From our point of view, many of the measures envisaged are not suitable, nor practical, for ensuring a higher level of player protection. At the same time, however, they are designed in such a way that the controls come at the expense of satisfactory gaming participation (user journey) by customers and lower conversion rate by providers.
How to seize the opportunities
The issues described above lead to a very insecure situation for gambling and betting providers who might not have the necessary knowledge and skills to implement the necessary controls. They need to find someone with an extensive knowledge of the regulations in different countries and the right service provider who is able to provide a compliant solution for every situation and jurisdiction.
Additionally, they have to take into account their limited IT resources to implement all the different processes, have workflows with a consistent look & feel, and data storage that fits their business cases while being compliant at the same time. A very cost intensive but necessary procedure.
Ideally, gambling and betting providers could rely on just one connector which provides all the tools in one solution. This is what we call strategic flexibility. In this scenario, the provider would be able to switch tools on or off according to its current and future business models and regulatory requirements. The approach would include easy access to a workflow engine that allows flexible management of the different tools according to conversion results and cost issues. The offering will be rounded off with a leading-edge technical connection from one back end to the other, relieving the pressure on IT resources.
The diagram shows the described approach from user registration to player activation, relying on the functionalities provided by a multi-service platform. As best practice, this process contains a fraud check early on in the customer interaction to verify multiple accounts, fake names, and detect other fraud patterns. Consequently, cost intensive KYC checks such as PEP and Sanction List checks or video identifications are performed only on ‘good’ registrations. Depending on the result, the identification process starts with a reliable data check, based on databases such as CRIFBÜRGEL. A positive result initiates authentication; alternatively, an ID scan for offering temporary play is another option. This approach ensures that additional verification costs are restricted to the genuine potential customers.

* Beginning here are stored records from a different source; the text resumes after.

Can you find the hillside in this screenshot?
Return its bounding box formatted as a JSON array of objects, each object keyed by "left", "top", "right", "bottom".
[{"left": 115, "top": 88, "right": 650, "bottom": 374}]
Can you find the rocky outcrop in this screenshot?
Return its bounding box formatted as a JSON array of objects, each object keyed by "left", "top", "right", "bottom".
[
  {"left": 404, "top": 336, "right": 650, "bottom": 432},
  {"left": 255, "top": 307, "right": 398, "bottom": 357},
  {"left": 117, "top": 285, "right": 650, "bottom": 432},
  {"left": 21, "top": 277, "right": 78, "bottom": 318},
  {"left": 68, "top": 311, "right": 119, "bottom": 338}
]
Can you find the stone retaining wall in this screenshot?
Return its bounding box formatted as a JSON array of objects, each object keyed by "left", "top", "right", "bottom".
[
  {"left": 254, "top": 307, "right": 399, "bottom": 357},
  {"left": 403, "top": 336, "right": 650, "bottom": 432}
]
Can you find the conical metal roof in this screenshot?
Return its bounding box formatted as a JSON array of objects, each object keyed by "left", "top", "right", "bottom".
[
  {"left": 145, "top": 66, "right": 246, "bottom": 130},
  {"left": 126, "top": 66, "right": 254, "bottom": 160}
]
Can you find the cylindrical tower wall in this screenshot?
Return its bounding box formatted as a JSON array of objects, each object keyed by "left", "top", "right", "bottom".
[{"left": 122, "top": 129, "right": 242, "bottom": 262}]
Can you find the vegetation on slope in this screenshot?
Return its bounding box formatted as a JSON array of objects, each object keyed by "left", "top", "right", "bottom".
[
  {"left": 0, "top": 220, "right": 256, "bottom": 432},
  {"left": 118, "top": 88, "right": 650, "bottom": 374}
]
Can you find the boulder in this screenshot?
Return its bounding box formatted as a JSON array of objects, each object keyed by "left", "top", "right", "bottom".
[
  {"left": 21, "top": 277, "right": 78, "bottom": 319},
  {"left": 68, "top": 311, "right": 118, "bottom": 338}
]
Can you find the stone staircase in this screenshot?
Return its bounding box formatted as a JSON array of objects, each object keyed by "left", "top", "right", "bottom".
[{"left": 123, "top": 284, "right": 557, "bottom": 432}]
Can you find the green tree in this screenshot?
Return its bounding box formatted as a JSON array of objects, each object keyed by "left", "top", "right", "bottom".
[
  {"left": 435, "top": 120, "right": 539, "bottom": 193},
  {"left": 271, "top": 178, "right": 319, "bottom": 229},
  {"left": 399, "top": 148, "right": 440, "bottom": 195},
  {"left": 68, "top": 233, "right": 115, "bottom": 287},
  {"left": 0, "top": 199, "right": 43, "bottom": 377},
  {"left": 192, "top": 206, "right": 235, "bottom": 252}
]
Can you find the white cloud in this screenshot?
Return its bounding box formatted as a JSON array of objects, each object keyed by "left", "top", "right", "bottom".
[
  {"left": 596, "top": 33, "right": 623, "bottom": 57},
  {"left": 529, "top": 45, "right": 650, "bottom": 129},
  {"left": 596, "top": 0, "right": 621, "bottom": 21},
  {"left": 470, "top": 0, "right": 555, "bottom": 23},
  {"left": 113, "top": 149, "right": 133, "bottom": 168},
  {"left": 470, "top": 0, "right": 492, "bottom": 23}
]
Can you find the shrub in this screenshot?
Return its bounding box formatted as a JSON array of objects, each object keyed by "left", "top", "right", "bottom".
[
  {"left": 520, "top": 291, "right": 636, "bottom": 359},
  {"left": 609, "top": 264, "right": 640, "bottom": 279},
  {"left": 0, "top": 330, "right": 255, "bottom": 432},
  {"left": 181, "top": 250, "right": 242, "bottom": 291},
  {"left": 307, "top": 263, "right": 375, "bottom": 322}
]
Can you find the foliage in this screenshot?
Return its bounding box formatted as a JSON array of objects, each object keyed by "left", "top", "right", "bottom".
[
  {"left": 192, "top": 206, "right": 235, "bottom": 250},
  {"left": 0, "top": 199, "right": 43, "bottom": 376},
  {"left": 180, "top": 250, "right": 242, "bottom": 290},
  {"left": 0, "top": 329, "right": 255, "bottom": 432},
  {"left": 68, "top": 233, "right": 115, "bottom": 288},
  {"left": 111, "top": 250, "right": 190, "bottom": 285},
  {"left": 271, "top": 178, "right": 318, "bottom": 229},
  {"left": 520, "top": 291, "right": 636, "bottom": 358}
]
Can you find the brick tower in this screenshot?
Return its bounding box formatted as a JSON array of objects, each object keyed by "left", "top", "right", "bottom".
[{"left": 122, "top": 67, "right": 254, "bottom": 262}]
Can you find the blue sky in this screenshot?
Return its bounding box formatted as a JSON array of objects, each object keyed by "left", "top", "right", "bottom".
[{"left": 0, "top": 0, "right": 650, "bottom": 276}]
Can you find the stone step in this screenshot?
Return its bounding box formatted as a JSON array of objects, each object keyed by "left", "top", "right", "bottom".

Change as an opportunity for business growth
Being compliant is challenging. At the same time, successful, responsible companies recognize it as a chance to automate and simplify processes. Information service providers such as CRIFBÜRGEL are playing an important role in supporting this transformation process and providing leading-edge solutions to optimize KYC procedures, comply with AML and CFT regulations, undertake risk management, identify potentially fraudulent activity, and improve and upgrade business rules to ensure regulatory compliance. We want the operators to focus on their core competencies and we focus on ours, the compliance stuff.